PG-Match: A Pose-Guided Generalizable Framework for Semi-Dense Feature Matching
Jiayi Pei, Peili Song, Chenyang Zhao, Lei Sun, Jingtai Liu
AI summary
Problem
Existing detector-free feature matching methods rely on ground-truth depth data for supervision, which is scarce and limits generalization across diverse environments. Furthermore, traditional match supervision lacks global geometric consistency, reducing inlier ratios and degrading downstream performance.
Approach
PG-Match leverages ground-truth camera poses as supervision instead of depth, enabling end-to-end training via a Differentiable Outlier Rejection Module (DORM). It combines this with a confidence-guided coarse-to-fine matching strategy to efficiently refine semi-dense correspondences while maintaining global consistency.
Key results
- Outperforms state-of-the-art pose accuracy on MegaDepth-1500
- Demonstrates strong cross-dataset generalization on PhotoTourism
- Improves accuracy and completeness in downstream SfM pipelines
- Increases inlier ratios through differentiable outlier rejection
Why it matters
Enables reliable, depth-independent feature matching for real-world 3D reconstruction and visual localization where ground-truth depth is unavailable.
Abstract
Feature matching is a fundamental technique in visual perception, essential for tasks such as 3D reconstruction, SLAM, and visual localization.
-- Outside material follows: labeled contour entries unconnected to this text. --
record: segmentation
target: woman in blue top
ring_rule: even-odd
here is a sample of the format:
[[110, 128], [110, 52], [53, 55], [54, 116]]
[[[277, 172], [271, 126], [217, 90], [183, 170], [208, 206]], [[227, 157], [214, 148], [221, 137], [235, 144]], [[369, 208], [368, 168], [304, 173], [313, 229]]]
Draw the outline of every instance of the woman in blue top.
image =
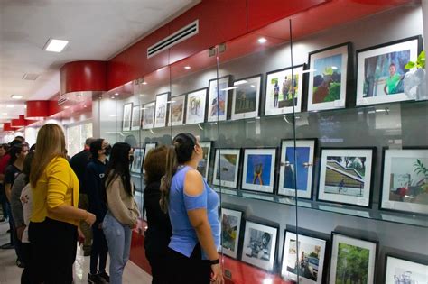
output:
[[203, 151], [191, 133], [175, 136], [167, 153], [161, 184], [161, 207], [172, 225], [168, 245], [172, 283], [224, 283], [219, 196], [196, 169]]

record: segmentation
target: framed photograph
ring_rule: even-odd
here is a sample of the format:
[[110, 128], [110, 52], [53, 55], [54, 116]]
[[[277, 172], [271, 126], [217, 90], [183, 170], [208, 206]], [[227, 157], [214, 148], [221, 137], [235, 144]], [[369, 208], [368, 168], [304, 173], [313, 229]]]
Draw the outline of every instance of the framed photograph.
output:
[[170, 93], [156, 96], [156, 111], [154, 115], [154, 127], [166, 126], [166, 110]]
[[295, 148], [293, 140], [281, 142], [278, 194], [312, 197], [315, 145], [316, 140], [297, 140]]
[[[228, 97], [231, 76], [228, 75], [209, 83], [208, 121], [224, 121], [228, 118]], [[218, 89], [219, 84], [219, 89]], [[219, 90], [219, 92], [218, 92]], [[219, 117], [217, 117], [219, 115]]]
[[141, 174], [143, 160], [144, 160], [144, 150], [136, 148], [134, 150], [134, 161], [131, 165], [131, 172]]
[[377, 243], [332, 233], [330, 284], [375, 283]]
[[421, 50], [420, 35], [357, 50], [357, 105], [409, 100], [405, 66], [416, 61]]
[[131, 130], [140, 130], [141, 127], [141, 105], [135, 105], [132, 108]]
[[278, 228], [246, 222], [241, 260], [267, 271], [274, 270]]
[[242, 189], [274, 193], [276, 149], [244, 149]]
[[428, 215], [428, 149], [384, 150], [382, 209]]
[[182, 125], [186, 95], [172, 96], [170, 104], [170, 124], [172, 126]]
[[373, 148], [321, 149], [318, 199], [368, 207]]
[[308, 111], [345, 107], [350, 42], [309, 53]]
[[206, 104], [207, 88], [187, 94], [186, 124], [202, 124], [205, 122]]
[[240, 149], [216, 149], [213, 185], [237, 188], [240, 154]]
[[428, 263], [386, 256], [385, 284], [428, 283]]
[[143, 129], [152, 129], [154, 124], [154, 102], [143, 105]]
[[293, 105], [294, 112], [299, 113], [302, 87], [303, 65], [267, 73], [265, 115], [293, 114]]
[[198, 171], [202, 175], [202, 177], [207, 180], [208, 179], [208, 169], [209, 169], [209, 158], [211, 157], [211, 146], [212, 142], [200, 142], [200, 147], [203, 151], [203, 158], [198, 164]]
[[299, 283], [322, 283], [327, 241], [285, 231], [284, 236], [283, 265], [281, 276], [286, 280]]
[[242, 212], [221, 208], [221, 252], [237, 258], [241, 233]]
[[124, 116], [122, 120], [122, 131], [131, 130], [132, 103], [124, 105]]
[[236, 80], [233, 86], [232, 120], [258, 116], [262, 75]]

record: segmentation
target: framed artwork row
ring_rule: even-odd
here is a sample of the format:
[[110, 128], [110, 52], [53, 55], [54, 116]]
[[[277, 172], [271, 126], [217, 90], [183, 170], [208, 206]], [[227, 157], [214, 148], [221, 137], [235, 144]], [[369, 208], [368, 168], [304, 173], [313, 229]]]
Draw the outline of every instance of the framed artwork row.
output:
[[[264, 115], [301, 112], [303, 81], [307, 81], [310, 112], [345, 108], [348, 100], [354, 98], [356, 106], [412, 100], [404, 91], [408, 71], [405, 66], [415, 61], [421, 50], [420, 35], [357, 50], [356, 90], [349, 84], [353, 78], [351, 42], [312, 51], [308, 64], [266, 73]], [[160, 94], [155, 102], [144, 105], [144, 115], [126, 104], [123, 130], [137, 130], [138, 115], [143, 117], [142, 129], [258, 117], [262, 77], [254, 75], [233, 82], [231, 75], [210, 79], [208, 87], [175, 96], [171, 101], [170, 93]], [[355, 97], [347, 97], [354, 91]], [[228, 114], [229, 96], [232, 105]]]
[[[230, 208], [221, 208], [220, 220], [223, 254], [269, 272], [276, 270], [277, 226], [245, 220], [242, 211]], [[331, 232], [330, 240], [318, 234], [284, 231], [278, 263], [284, 279], [305, 284], [375, 283], [377, 241], [339, 232]], [[384, 272], [385, 283], [425, 283], [428, 263], [386, 254]]]
[[[279, 151], [217, 148], [212, 184], [312, 199], [316, 144], [315, 139], [302, 139], [295, 146], [293, 140], [283, 140]], [[206, 158], [199, 169], [208, 179], [211, 142], [202, 142], [202, 148]], [[320, 151], [316, 199], [371, 207], [376, 148]], [[382, 157], [379, 209], [428, 214], [428, 149], [384, 149]]]

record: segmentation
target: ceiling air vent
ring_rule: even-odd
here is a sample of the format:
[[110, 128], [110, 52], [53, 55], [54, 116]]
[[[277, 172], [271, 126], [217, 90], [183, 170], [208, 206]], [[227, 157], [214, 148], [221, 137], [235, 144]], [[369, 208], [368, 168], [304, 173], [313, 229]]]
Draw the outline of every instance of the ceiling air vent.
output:
[[147, 49], [147, 58], [151, 58], [162, 52], [169, 48], [172, 48], [175, 44], [181, 42], [199, 32], [199, 20], [192, 22], [191, 23], [186, 25], [182, 29], [177, 31], [172, 35], [164, 38], [163, 40], [154, 43]]
[[67, 94], [60, 96], [60, 98], [58, 98], [58, 105], [60, 105], [67, 102], [69, 99], [67, 98]]
[[23, 80], [35, 81], [39, 78], [39, 74], [25, 73]]

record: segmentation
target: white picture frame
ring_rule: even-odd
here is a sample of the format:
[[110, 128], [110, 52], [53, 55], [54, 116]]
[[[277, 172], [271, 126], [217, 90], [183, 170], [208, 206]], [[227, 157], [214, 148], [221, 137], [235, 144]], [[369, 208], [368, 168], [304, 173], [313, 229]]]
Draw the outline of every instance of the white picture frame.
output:
[[386, 149], [383, 160], [380, 208], [428, 215], [428, 149]]
[[[312, 196], [316, 140], [296, 140], [295, 143], [297, 163], [294, 163], [294, 141], [281, 142], [278, 194], [295, 197], [297, 192], [297, 197], [310, 199]], [[296, 170], [297, 182], [294, 182], [293, 170]]]
[[345, 107], [349, 53], [350, 42], [309, 53], [308, 111]]
[[186, 106], [186, 95], [175, 96], [171, 98], [169, 105], [169, 125], [179, 126], [184, 124], [184, 110]]
[[277, 234], [277, 227], [247, 221], [241, 261], [272, 271], [276, 256]]
[[242, 215], [241, 211], [221, 208], [221, 253], [233, 259], [238, 256]]
[[[240, 154], [240, 149], [216, 149], [212, 175], [213, 185], [237, 188]], [[221, 160], [219, 159], [220, 155]], [[222, 161], [221, 165], [219, 160]]]
[[[342, 251], [349, 251], [353, 250], [354, 252], [352, 255], [357, 255], [357, 253], [360, 253], [359, 257], [364, 258], [367, 261], [368, 266], [363, 268], [358, 268], [359, 276], [363, 279], [361, 279], [362, 283], [367, 284], [373, 284], [375, 283], [375, 270], [376, 270], [376, 260], [377, 254], [377, 243], [361, 239], [356, 239], [350, 236], [347, 236], [344, 234], [338, 234], [336, 232], [332, 233], [332, 244], [331, 244], [331, 259], [330, 259], [330, 284], [336, 283], [336, 275], [343, 275], [345, 274], [343, 269], [345, 270], [352, 270], [351, 265], [348, 265], [350, 261], [356, 261], [358, 259], [355, 258], [347, 258], [347, 256], [350, 255], [350, 253], [340, 253]], [[368, 251], [368, 257], [366, 258], [366, 252]], [[343, 259], [343, 258], [346, 259]], [[338, 270], [338, 261], [343, 263], [344, 268], [342, 265], [340, 265], [340, 269]], [[361, 261], [363, 262], [363, 261]], [[347, 270], [345, 270], [346, 272]], [[364, 274], [361, 274], [361, 271], [364, 271]], [[349, 272], [347, 274], [349, 274]]]
[[[209, 81], [208, 122], [225, 121], [228, 118], [228, 101], [231, 76], [228, 75], [219, 79]], [[219, 81], [219, 83], [218, 83]], [[219, 84], [219, 94], [217, 87]], [[219, 100], [219, 102], [218, 102]], [[219, 115], [219, 117], [217, 117]]]
[[170, 93], [156, 96], [156, 111], [154, 112], [154, 128], [165, 127], [167, 123], [168, 100]]
[[207, 88], [187, 94], [186, 124], [203, 124], [207, 104]]
[[[405, 65], [416, 61], [420, 50], [419, 35], [357, 50], [357, 105], [413, 99], [405, 94], [402, 82], [408, 71]], [[391, 64], [395, 67], [394, 75]]]
[[244, 149], [241, 188], [274, 193], [275, 165], [276, 148]]
[[140, 130], [141, 127], [141, 105], [132, 108], [131, 131]]
[[133, 103], [124, 105], [124, 114], [122, 117], [122, 131], [131, 130]]
[[428, 283], [428, 263], [386, 256], [385, 284]]
[[203, 157], [202, 157], [202, 160], [200, 160], [196, 169], [198, 169], [198, 171], [200, 173], [202, 178], [204, 178], [205, 180], [207, 180], [209, 169], [209, 162], [210, 162], [210, 158], [211, 158], [212, 142], [211, 141], [200, 142], [200, 145], [203, 151]]
[[143, 129], [152, 129], [154, 125], [154, 102], [143, 105]]
[[[321, 284], [324, 276], [327, 241], [302, 234], [299, 234], [298, 239], [297, 250], [296, 234], [285, 231], [281, 276], [285, 280], [297, 282], [296, 272], [301, 268], [299, 270], [299, 283]], [[300, 255], [297, 255], [297, 252]], [[303, 261], [302, 261], [302, 254]]]
[[[292, 80], [291, 77], [294, 77]], [[300, 113], [303, 89], [303, 65], [293, 69], [286, 68], [267, 73], [265, 84], [265, 115]], [[287, 79], [285, 79], [287, 78]], [[293, 82], [294, 82], [294, 98], [293, 98]], [[277, 94], [277, 96], [275, 96]], [[285, 96], [284, 94], [286, 94]], [[284, 96], [291, 97], [284, 99]], [[295, 101], [295, 102], [294, 102]], [[294, 103], [294, 107], [293, 104]]]
[[373, 151], [321, 149], [318, 200], [369, 207]]
[[141, 174], [143, 162], [144, 160], [144, 149], [134, 149], [134, 161], [131, 164], [130, 171], [135, 174]]
[[255, 118], [259, 115], [262, 75], [240, 78], [233, 83], [231, 120]]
Existing detector-free methods often struggle to generalize due to their reliance on depth data, which is not available in many datasets. We propose PG-Match, a detector-free feature matching framework that leverages pose supervision instead of depth-based supervision, thereby im- proving generalization across diverse environments. We further introduce a Differentiable Outlier Rejection Module (DORM) to enhance global consistency and increase the inlier ratio. For efficiency, a coarse-to-fine matching strategy is employed, where specially designed confidence scores are utilized to guide the sampling process. This ensures efficient convergence and avoids local optima. Experiments on the widely used MegaDepth- 1500 dataset show that PG-Match consistently outperforms state-of-the-art approaches, highlighting the effectiveness of its pose-guided design. Additionally, experiments on the depth-free PhotoTourism dataset further evaluate generalization of PG- Match, and its performance is also assessed in a downstream Structure from Motion (SfM) task.